Game intel
Dungeons of Dusk
Dungeons of DUSK is a classic turn based dungeon crawling RPG that takes place canonically between the episodes of the cult classic FPS. Are you... WORTHY?
New Blood isn’t promising a blockbuster. They’re promising preservation. With Dungeons of Dusk due in 2026 and a Steam Deck‑verified demo dropping during Steam Next Fest (Feb 23), CEO Dave Oshry and developer 68k Studios are leaning on old-school design, platform breadth, and DRM‑free ideals rather than chasing mainstream trends.
Announcing a game across every conceivable platform has become standard PR boilerplate. What’s not standard is leaning hard into preservation as a selling point. New Blood’s catalog reads like a museum’s wishlist: Dusk, Amid Evil, Faith, Rise of the Triad ports and remasters.

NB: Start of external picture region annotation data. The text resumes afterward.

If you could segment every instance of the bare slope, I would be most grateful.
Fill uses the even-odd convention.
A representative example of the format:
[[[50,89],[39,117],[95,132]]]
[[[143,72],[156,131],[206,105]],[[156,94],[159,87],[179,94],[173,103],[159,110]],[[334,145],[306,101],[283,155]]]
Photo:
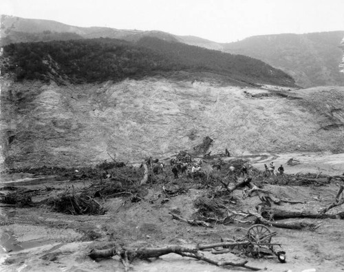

They aren’t pretending to court a mass audience – they’re explicitly courting preservationists and the “old-school” crowd who want canonical, mechanically faithful continuations of 1990s‑era design.
That posture matters because it sets expectations. When a studio frames its work as cultural triage, you stop asking “Will millions play this?” and start asking “Will it respect the things players care about — controls, difficulty, moddability, DRM stance?” On that score, New Blood is making all the right noises: Steam Deck verification, GOG getting a nod for DRM‑free preservation, and a public demo timed to a community event rather than a flashy global reveal.

Marketing a project as preservation-first is also an easy way to avoid accountability for reach. Saying “we prioritize authenticity over sales” absolves you from promising mainstream polish, live-service support, or post-launch roadmaps aimed at growth. New Blood’s multi-platform claims — including Switch 2 and mobile ports — read less like an aggressive growth strategy and more like a hedged attempt to keep the game accessible to the communities that value it.
Translation: they want their game in as many preservation contexts as possible (Steam, GOG, hardware like Steam Deck and Switch 2) so future players can find and run it. That’s valuable. But it’s not the same as building a release plan designed to scale beyond a dedicated fanbase.

If preservation and authenticity are the thesis, what’s the distribution antithesis? Oshry has publicly praised GOG’s DRM‑free work while questioning whether it can sustainably reach enough users; he told PC Gamer that GOG “needs enough people to give a s**t” or it won’t survive. That tension matters because preservation requires platforms that both host legacy content and reach an audience. Is New Blood banking on Steam to do the heavy lifting, and if so, how will that square with GOG‑style ideals?
I’d have asked Oshry on record: which tradeoff are you actually willing to make — compromise on storefront neutrality for reach, or accept a smaller archival audience to keep DRM‑free principles intact?

New Blood is staking a reputational claim: it will be the sympathetic caretaker of boomer‑shooter adjacent RPGs. That’s a defensible, even noble niche. But it’s a niche nonetheless. The difference between cultural preservation and niche commercialism will be decided in the demo’s reception and the studio’s platform choices over the next few months.
Dungeons of Dusk is being positioned as a preservation‑minded, old‑school RPG rather than a mainstream bid for players. New Blood is chasing authenticity across Steam, GOG, decks and consoles — not mass-market reach. Watch the Feb 23 demo and Oshry’s full comments to see whether that stance holds or becomes a convenient cover for limited ambition.